The more pervasive problem is that I hardly ever felt as if I’d made a clever deduction. Whenever I’ve made a defense of puzzles in games, it’s been based on the idea that a well-designed puzzle can feel like a collaboration between the player and the developer. There may be only one right answer, but the point isn’t to enable the player to do whatever he feels like (as in, for example, Scribblenauts); the point is to guide the player to discovering the most clever (or funniest, or most horrific, or most “meaningful”) solution. A system-based game would say: “This is Bane, this is what he does, these are all the tools you have at your disposal, this is the effect of each tool. Have at it; we’ll leave you guys alone for a few minutes and check back in when we notice his HP has dropped to zero.” A puzzle-based game would say: “This is Bane, and you know the absolute coolest way to get rid of him would be to jump on his back and pull out all those tubes. Let’s think of a sequence of arbitrary events that’ll result in a pretty bad-ass cutscene.” (And incidentally, a really cool game would say: “Bane was kind of a lame character, in retrospect. How about you fight Two-Face or the Penguin instead?”)

But the boss fights in Arkham Asylum — and many of the “stealth” sequences, for that matter — try for an uneasy hybrid of the two, and end up having the worst aspects of both with few of the advantages. You get the opening cutscene, you try whatever weapons you’ve been given, you get beaten up, and Batman dies. Over the death cutscene, the game tells you the solution to the puzzle. You hit the retry button, and you try what it told you to do until you get it right. You hardly ever get a chance to try different things (because you’re often in a confined environment and have no way to recharge your health), and even if you do, the most obvious thing might not work. You still get the cool ending cutscene, but you “earned” it not by being clever, but by being persistent enough to keep doing what the game told you to do until you got it right.

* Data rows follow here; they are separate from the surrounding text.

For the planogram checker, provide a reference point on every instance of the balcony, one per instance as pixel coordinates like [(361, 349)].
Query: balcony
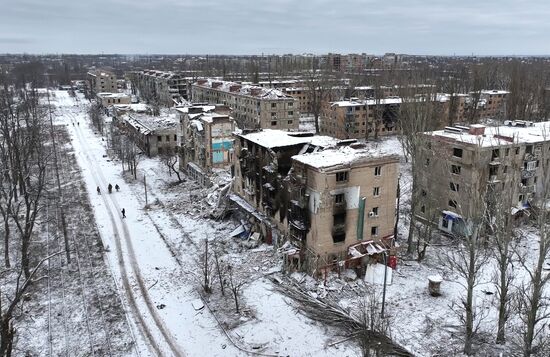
[(527, 174), (527, 189), (338, 206)]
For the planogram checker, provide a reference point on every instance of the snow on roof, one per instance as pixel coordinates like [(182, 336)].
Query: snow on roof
[(270, 138), (147, 123), (500, 135), (135, 107), (112, 95), (246, 89), (204, 108), (485, 91), (210, 117), (342, 156), (355, 102)]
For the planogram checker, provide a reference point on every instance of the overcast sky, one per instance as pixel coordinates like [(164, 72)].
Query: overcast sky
[(446, 27)]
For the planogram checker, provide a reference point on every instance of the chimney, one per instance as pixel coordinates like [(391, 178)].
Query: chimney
[(235, 88), (476, 129), (255, 91)]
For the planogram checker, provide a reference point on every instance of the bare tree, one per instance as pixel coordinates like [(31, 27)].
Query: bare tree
[(417, 115), (533, 298), (23, 128), (235, 285), (319, 91), (500, 225), (170, 159), (7, 331), (220, 269), (205, 267), (95, 112)]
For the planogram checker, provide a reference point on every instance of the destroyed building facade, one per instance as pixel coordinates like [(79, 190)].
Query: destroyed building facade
[(469, 169), (102, 81), (205, 134), (324, 195), (253, 107)]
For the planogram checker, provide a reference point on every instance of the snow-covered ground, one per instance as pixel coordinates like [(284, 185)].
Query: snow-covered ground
[(152, 254)]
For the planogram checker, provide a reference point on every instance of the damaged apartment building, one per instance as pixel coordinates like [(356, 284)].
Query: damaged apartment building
[(471, 170), (205, 136), (165, 87), (357, 119), (253, 107), (322, 194)]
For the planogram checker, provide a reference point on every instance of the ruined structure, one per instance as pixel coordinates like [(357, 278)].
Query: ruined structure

Again, Batman: Arkham Asylum is a hell of a lot of fun, even with these problems. I’m even enamored with the game enough to go back in for all the collectibles and “extra” levels, something I’m hardly ever compelled to do. But I couldn’t help thinking how much better it’d be if it’d been able to strike a more comfortable balance between puzzles and systems. I’ve already said that the first Half-Life promised to render the traditional adventure game obsolete, but a decade later, we still don’t have a great example of a game that balances deduction, storytelling, and action. And I’ve said that instead of treating adventure games as an evolutionary dead end, developers should be paying more attention to what adventure game developers have learned about puzzle design, and applying those lessons to games with more sophisticated and complex interfaces. Arkham Asylum shows that there’s still an audience for single-player games that have an emphasis on characterization and cinematic moments, and which don’t fall into any one specific genre like “shooter” or “brawler” or “stealth game.” Even if it doesn’t quite strike that perfect balance, it’s a step in the right direction, and I’ll have a good time just wailing on thugs until somebody manages to make the game that does strike that balance.